Une nouvelle étude utilisant un modèle murin a révélé que l’absence de la protéine angiopoietin-like 4 (ANGPTL4) au cours du développement déclenche une reprogrammation durable du système immunitaire qui protège contre l’inflammation intestinale. Les résultats de l'étude menée en Le Journal américain de pathologiepublié par Elsevier, pourrait avoir des implications importantes pour l'identification de signatures moléculaires ou cellulaires qui prédisent la susceptibilité à la maladie, et pour le développement de stratégies thérapeutiques qui renforcent les programmes immunitaires protecteurs dans les maladies inflammatoires de l'intestin et le cancer colorectal provoqué par l'inflammation.
ANGPTL4 est une glycoprotéine sécrétée principalement reconnue pour son rôle central dans le métabolisme lipidique. Au-delà de ses fonctions métaboliques, ANGPTL4 est important pour la stabilité et la santé des tissus (homéostasie) et a été impliqué dans divers processus pathologiques, notamment le cancer, la cicatrisation des plaies, l'inflammation pulmonaire, l'athérosclérose et notamment l'homéostasie intestinale.
L’intestin est un organe important pour l’absorption des nutriments et la défense immunitaire, qui est continuellement exposé à une multitude d’antigènes et de microbes. Les perturbations de l’homéostasie intestinale peuvent entraîner des conséquences pathologiques, telles qu’une maladie inflammatoire de l’intestin et une colite, une inflammation prolongée augmentant le risque de cancer colorectal.

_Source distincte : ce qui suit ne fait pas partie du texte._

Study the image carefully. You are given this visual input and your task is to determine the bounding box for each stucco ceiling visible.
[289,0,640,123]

Des recherches antérieures sur Angptl4 des souris knock-out (avec le gène « désactivé ») ont découvert des résultats frappants ; alors que certains chiots sont morts au cours des deux premières semaines de leur vie en raison d'un développement lymphatique intestinal altéré et d'une inflammation intestinale sévère, les survivants se sont développés normalement sans défauts lymphatiques évidents.
Alors que les études antérieures portaient principalement sur les souris ayant développé des complications mortelles au début de leur vie, cette étude a examiné la santé à long terme des souris survivantes. Angptl4 souris knock-out.
« Nous avons émis l'hypothèse que les survivants Angptl4 Les souris knock-out pourraient subir une adaptation développementale qui leur permettra de surmonter ces premiers problèmes intestinaux », explique le co-chercheur principal Hoon-Ki Sung, MD, PhD, The Hospital for Sick Children et Département de médecine de laboratoire et de pathobiologie, Université de Toronto, Canada. « Cela nous a amenés à nous demander comment ces souris knock-out survivantes réagissent plus tard dans la vie lorsqu'elles sont confrontées à une inflammation intestinale, et quelles sont les conséquences à long terme de Angptl4 carence dans les contextes inflammatoires.
De manière inattendue, ces souris étaient fortement protégées contre l’inflammation intestinale et les tumeurs du côlon provoquées par l’inflammation, par rapport aux témoins normaux de type sauvage. Cette protection a été associée à un changement de comportement des macrophages (un type de cellule immunitaire) vers un état alternativement activé, ce qui suggère que des réponses immunitaires altérées contribuent à réduire la gravité de la maladie et la formation de tumeurs.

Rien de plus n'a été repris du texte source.